Intact OCN, a marker of bone formation, may also be an early indicator of response. OCN decreased by 40% after the first cycle of therapy in those who ultimately were determined to be responders to at least three cycles of chemotherapy. When compared to the nonresponders, who had no reduction in OCN, the change in OCN between baseline and the end of the first cycle was near statistical significance. (p=0.09). As skeletal metastases in PCa are osteoblastic, or bone forming, this observed decrease may reflect a reduction in bone disease in responders to chemotherapy. If confirmed in a larger sample size then measurement of intact OCN may offer a more reliable way to assess bone turnover in osteoblastic bone disease.

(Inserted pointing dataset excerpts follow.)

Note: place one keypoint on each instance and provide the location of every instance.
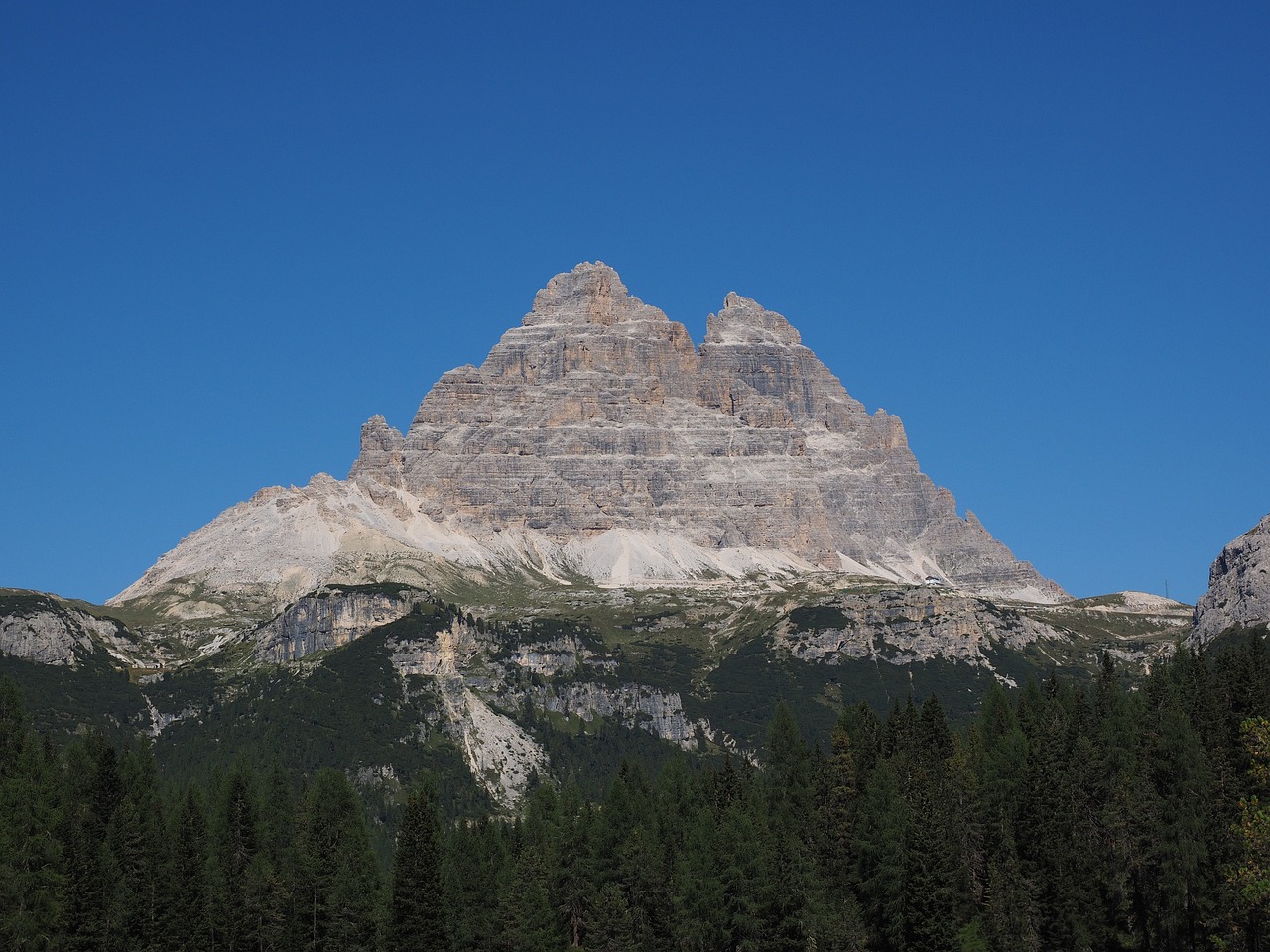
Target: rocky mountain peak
(744, 320)
(590, 294)
(595, 439)
(1238, 585)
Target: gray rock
(598, 414)
(1238, 585)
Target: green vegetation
(1064, 815)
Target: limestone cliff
(595, 439)
(1238, 585)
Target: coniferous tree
(339, 879)
(189, 914)
(418, 919)
(32, 879)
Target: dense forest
(1061, 817)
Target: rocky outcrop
(902, 626)
(46, 630)
(597, 416)
(329, 620)
(1238, 587)
(597, 440)
(658, 712)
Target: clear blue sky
(1039, 234)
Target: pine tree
(32, 878)
(339, 880)
(189, 925)
(418, 919)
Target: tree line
(1061, 817)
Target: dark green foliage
(338, 878)
(418, 910)
(1058, 819)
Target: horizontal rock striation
(329, 620)
(1238, 585)
(45, 630)
(597, 440)
(598, 414)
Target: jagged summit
(744, 320)
(590, 294)
(597, 439)
(1238, 585)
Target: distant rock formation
(597, 440)
(1238, 585)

A number of other studies have been published studying bone turnover markers as a sign of disease (Garnero and others 2000b; Jung and others 2004) or progression (Tamada and others 2001; Pectasides and others 2005; Chen and others 2006; Cook and others 2006; Johansen and others 2007; Scher and others 2007). Studies on the presence of disease show that BAP or NTx, another collagen breakdown product, correlate with survival. And studies on disease progression suggest that NTx correlates with type and bulk of bone disease. Taken together, these data indicate that bone markers are a sign of progression. A recent paper by Lein and others (2007) studied six bone markers after patients started zoledronic acid treatment for metastatic bone disease. The data presented in that paper (Lein and others 2007) did not show a significant correlation between baseline values of the bone markers and progression, but did show a significant association of increased bone markers (not including CTx) over the course of the study to disease progression. Our study adds another dimension to the use of bone markers to predict outcome.
We would like to note that multiple comparisons adjustments were not used for analysis of the bone markers by response as this was a secondary end point of this study. We were looking to detect a signal that would allow us to potentially detect patients who are likely to respond. The study was not powered to examine bone markers as an index of response as a primary end point.
The data we present here are the first to describe the changes in bone markers with chemotherapy for prostate cancer and compare them to those seen with bisphosphonates. These are also the first data to show an association between a change in serum IL-6 and response. By measuring multiple markers of bone turnover in response to chemotherapy, we may be able to validate a novel way to follow disease progression or chemotherapy resistance in future chemotherapy trials. These studies provide a strong rationale to validate changes in IL-6 levels as an early indicator of response in a larger prospective clinical trial. If these results are validated in a larger trial, then IL-6 response could serve as an early indicator of response to therapy and rises in IL-6 during early therapy would suggest that chemotherapy is not working and an alternative therapy should be used.
These studies were funded in part by National Institutes of Health Grants P50CA069568 and P01CA093900.